In this article, I would like to cover the choices behind making a masked ROM, and the design of the ROM array.
The first question that should be asked is why would anyone ever design a masked ROM when you have flash? It is a good question, and we have two answers. The first is that this ROM is being designed for high temperature applications, and flash memories lose their data at high temperature. Flash memories use stored charge, which will leak away over time. The leakage rate is a function of temperature, and roughly doubles with every 10C rise in temperature. A 10-year life at 125C reduces to a matter of hours at 275C. And that is if the flash is built on a fully depleted SOI CMOS process, which most are not.
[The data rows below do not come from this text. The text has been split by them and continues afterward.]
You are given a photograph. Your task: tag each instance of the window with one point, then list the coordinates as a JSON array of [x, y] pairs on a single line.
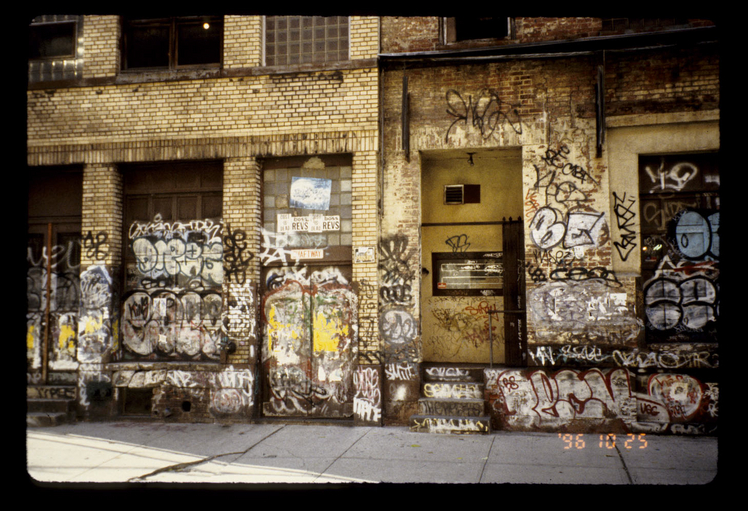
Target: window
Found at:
[[680, 246], [305, 39], [469, 28], [53, 50], [171, 43], [467, 274], [641, 24], [52, 40]]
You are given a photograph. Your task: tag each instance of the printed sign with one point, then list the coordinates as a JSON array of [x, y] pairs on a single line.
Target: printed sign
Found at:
[[310, 193], [309, 223]]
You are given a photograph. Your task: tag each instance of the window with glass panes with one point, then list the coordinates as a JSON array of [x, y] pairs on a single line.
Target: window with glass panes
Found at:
[[293, 40]]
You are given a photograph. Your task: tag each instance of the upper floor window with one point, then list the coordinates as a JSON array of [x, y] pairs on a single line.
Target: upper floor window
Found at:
[[469, 28], [171, 43], [293, 40], [53, 51]]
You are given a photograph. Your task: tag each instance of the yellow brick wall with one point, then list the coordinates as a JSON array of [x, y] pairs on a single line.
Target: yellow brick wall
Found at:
[[101, 55], [242, 41], [102, 214]]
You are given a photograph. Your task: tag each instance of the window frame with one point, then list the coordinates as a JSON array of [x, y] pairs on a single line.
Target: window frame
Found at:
[[450, 35], [172, 24], [52, 23], [325, 61]]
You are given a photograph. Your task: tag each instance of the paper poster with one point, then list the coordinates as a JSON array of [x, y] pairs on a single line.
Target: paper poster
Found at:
[[310, 193]]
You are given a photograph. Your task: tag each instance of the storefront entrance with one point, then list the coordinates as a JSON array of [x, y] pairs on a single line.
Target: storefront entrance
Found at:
[[472, 293]]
This reduction in flash lifetime can be partially addressed by frequent refresh operations.
A second reason for considering a masked ROM is that many processes do not support the flash technology, whereas all processes can be used to make a masked ROM.
Once the decision has been made to make a masked ROM, the next choice is the architecture of the ROM array. There are two options: NAND and NOR. NAND has better density, but is slower, and uses more power. NOR has worst density, but is faster and uses less power. In the past, all our ROMs have used the NAND architecture. This time, we opted to use the NOR architecture. At high temperature, everything runs slower. In computer systems, the memory speed is usually the bottleneck, and so it makes sense to design the ROM for maximum speed. Our initial design goal is to have a sub 100 ns access time at 300C.
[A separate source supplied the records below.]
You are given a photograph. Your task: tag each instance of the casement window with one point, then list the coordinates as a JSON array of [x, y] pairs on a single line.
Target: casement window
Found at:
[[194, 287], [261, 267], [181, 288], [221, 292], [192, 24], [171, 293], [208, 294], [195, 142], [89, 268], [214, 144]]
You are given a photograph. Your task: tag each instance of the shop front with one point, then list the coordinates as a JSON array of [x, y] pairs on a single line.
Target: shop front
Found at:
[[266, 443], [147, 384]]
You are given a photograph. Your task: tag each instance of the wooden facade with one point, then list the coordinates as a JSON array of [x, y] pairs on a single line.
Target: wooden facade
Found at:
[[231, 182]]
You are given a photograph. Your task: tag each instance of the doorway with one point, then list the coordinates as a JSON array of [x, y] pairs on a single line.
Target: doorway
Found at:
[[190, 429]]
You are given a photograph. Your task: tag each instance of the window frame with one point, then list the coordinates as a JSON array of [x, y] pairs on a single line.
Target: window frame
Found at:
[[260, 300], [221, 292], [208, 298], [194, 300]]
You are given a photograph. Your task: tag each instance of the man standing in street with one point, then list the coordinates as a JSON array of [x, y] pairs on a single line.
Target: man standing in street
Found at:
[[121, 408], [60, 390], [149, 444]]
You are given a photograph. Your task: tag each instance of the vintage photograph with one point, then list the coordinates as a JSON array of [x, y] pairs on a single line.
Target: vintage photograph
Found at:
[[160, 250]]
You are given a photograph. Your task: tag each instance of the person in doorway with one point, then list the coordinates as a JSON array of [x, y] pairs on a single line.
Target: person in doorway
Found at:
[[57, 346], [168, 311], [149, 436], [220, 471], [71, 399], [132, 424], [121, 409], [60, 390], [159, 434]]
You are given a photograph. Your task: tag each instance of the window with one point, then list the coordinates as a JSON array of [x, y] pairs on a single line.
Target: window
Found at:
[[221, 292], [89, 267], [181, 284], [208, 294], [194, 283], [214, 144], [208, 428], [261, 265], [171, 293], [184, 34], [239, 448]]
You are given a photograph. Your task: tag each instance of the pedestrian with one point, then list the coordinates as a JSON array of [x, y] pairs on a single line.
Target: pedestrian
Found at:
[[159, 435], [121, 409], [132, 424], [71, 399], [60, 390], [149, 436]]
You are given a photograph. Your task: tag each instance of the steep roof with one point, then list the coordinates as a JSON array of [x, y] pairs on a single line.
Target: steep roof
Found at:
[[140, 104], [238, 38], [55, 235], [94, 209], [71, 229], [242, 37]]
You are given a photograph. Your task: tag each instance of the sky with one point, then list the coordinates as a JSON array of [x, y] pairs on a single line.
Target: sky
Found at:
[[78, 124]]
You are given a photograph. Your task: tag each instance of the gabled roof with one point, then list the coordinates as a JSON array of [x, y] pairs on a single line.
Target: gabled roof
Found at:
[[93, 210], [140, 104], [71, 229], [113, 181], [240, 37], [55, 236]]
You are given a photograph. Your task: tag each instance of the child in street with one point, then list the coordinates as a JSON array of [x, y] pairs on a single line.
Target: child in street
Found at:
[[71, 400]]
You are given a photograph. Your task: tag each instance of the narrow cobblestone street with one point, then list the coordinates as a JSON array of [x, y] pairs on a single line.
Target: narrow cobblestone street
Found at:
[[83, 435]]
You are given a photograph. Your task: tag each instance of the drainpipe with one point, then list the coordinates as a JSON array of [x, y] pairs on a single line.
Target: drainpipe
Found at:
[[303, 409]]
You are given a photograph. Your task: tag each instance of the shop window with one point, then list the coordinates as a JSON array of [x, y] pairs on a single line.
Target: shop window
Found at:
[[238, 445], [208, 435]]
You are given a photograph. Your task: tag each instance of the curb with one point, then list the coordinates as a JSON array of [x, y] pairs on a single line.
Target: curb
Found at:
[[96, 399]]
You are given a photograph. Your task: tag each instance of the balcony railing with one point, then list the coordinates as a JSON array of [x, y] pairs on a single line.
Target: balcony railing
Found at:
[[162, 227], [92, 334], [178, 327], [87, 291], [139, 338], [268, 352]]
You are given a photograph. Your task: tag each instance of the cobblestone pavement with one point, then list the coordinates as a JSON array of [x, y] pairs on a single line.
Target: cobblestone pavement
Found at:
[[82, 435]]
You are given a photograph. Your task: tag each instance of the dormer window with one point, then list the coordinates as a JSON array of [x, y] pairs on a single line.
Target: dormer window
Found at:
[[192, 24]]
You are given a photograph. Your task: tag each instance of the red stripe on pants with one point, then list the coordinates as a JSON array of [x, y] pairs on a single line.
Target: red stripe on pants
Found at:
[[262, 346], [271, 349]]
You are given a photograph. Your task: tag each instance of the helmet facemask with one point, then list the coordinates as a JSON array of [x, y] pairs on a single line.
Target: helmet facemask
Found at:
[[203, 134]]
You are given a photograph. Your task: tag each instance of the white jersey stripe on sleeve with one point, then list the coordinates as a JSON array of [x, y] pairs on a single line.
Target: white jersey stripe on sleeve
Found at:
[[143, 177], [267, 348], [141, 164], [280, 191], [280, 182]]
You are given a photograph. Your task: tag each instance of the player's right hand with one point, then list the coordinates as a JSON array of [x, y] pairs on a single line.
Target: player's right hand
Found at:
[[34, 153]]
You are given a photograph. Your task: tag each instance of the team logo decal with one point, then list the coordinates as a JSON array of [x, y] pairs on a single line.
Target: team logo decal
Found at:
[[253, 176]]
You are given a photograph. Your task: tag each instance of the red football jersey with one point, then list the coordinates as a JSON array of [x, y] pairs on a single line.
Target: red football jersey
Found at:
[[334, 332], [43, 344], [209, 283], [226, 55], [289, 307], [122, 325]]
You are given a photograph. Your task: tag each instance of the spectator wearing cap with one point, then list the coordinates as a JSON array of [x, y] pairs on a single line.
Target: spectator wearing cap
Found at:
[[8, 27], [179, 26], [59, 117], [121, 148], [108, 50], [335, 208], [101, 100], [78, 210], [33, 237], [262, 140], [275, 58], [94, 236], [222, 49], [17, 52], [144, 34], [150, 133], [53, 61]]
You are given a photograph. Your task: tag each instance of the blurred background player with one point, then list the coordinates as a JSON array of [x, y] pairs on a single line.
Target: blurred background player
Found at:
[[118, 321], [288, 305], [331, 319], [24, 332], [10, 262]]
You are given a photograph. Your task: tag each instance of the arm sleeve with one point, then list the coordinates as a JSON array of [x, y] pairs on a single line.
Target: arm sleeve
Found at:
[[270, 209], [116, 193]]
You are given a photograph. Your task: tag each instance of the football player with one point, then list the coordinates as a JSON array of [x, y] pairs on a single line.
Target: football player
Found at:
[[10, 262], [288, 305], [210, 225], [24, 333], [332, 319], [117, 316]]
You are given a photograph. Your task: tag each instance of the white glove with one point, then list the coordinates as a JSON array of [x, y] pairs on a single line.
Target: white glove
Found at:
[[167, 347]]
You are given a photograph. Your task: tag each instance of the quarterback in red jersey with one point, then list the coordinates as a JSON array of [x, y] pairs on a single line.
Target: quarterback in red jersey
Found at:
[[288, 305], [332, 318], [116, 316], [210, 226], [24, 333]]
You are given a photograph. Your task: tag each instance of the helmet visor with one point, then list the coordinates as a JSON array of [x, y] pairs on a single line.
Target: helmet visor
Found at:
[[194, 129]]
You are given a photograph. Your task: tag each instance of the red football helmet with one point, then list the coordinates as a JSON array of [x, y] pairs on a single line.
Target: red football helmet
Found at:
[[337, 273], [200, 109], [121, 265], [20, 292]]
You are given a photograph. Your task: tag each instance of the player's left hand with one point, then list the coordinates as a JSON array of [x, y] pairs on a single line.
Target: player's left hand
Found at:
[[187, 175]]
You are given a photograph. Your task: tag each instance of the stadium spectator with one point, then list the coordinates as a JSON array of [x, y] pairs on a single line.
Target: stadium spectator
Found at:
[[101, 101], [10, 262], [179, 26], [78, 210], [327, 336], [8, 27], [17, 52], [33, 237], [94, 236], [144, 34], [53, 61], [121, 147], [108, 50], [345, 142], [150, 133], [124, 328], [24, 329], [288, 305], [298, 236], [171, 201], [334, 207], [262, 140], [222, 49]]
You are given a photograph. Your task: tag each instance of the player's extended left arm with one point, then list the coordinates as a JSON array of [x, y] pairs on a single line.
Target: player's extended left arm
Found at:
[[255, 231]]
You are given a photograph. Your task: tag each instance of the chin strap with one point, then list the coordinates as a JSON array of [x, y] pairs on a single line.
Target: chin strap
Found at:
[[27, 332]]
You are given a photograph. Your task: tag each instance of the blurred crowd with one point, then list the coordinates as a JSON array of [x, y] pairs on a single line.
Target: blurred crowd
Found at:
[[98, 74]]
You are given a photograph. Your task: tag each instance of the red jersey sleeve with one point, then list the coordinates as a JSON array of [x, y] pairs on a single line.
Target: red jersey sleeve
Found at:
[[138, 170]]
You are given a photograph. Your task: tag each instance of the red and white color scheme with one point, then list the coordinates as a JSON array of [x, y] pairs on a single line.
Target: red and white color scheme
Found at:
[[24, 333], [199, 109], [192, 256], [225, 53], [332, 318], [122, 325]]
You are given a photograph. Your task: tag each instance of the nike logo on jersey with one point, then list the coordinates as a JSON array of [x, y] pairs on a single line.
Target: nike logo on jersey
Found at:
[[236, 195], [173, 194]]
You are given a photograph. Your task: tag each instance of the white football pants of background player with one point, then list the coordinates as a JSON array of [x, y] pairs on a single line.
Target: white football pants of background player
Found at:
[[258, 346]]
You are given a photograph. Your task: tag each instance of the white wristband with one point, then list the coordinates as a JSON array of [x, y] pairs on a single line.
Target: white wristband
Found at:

The design of the ROM array is about as simple as possible. Each ROM bit consists of a single N-channel transistor. The source is tied to ground, the gate is connected to the word line, and the drain is connected to the bit lines through the programmable contact. If there is a contact, the bit line goes to zero. If there is no contact, the bit line stays as a one.
The poly word line resembles a transmission line, and it can take the signal a long time to go from one end to the other. We are using a special high temperature process that does not support salicide. Thus, the poly is quite resistive. We address that by running a metal line over the poly, and connect it to the poly every 8 bits. This greatly improves the ROM speed for those bits located the furthest away from the word line drivers.
The next thing that we should worry about is the impedance of the ground lines. This is aggravated by the use of Tungsten as an interconnect metal. We have to use tungsten because aluminum has metal migration problems at elevated temperatures. To lower the ground impedance, we run perpendicular ground lines every 64-bit lines that convert the ground line from a single stripe into a grid. This allows every ground line in the array to help lower the impedance.
We do have to add additional bits. The initial ROM was an array of 512 rows by 512 columns, for a total of 256K bits. We will group every 8 bit lines together to produce a single output bit. This produces a 64-bit word. To improve reliability, we are adding ECC to the ROM, which will require 7 more output bits, or 56 more bit lines. And we need to add one additional bit line which is always programmed to provide a reference for the self-timing. This will be discussed later.
At this point, I have an array with 512 rows and 569 columns. I will discuss the word lines and their decodes in a future article.